Through experience, Pendlebury has learnt the importance of flexibility in order to meet budgets and timescales, especially in the reliability of supplies of raw materials.

“We are looking to end up with clients that are friends.”

“You have to be prepared to evaluate a number of different systems for a project. Your first choice might be concrete, but if there is a shortage you might have to use steel instead.”

Another challenge is retaining your workforce in the face of a shortage of skilled workers.

“Competition is pretty intense with people getting snapped up on short-term contracts that might pay more. All we can do is find people that want to work for Jung Brannen and join in with our adventure.”

“We work with clients that we know want quality and exciting architecture that provides more than a real estate solution. To take that on is an exciting responsibility.”

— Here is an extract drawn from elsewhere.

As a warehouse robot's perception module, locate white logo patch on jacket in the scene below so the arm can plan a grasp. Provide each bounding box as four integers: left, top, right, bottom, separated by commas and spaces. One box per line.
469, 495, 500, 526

Talking of which, Pendlebury is keen for his staff to make a good impression throughout the region, and not just for the effect it has on Jung’s bottom line.

“We get our best response from clients when we show sensitivity to the culture of the place and more generally. I tell staff that the client needs to be able to tell the story of a building, explain it to his wife and kids when he gets home.”

“If he can do that, then we know we have succeeded. So we make sure that anyone going out there has a good working knowledge of the area. People we work with respect us, because we know how to respect them.”


In this department, Pendlebury takes much inspiration from his father, who himself worked as far afield as South Africa and Japan.

“You have to be prepared to evaluate a number of different systems for a project.”

“Even when he turned 90, my father still got cards and gifts from people he knew in those countries. Like him, we are looking to end up with clients that are friends.”

Despite his focus on the Middle East, Pendlebury remains intimately attached to his native Boston, where his family raised him after moving from the UK.

“It is a great city. Boston is small enough to walk from one side to another and big enough to be pretty important and have an international flavour.”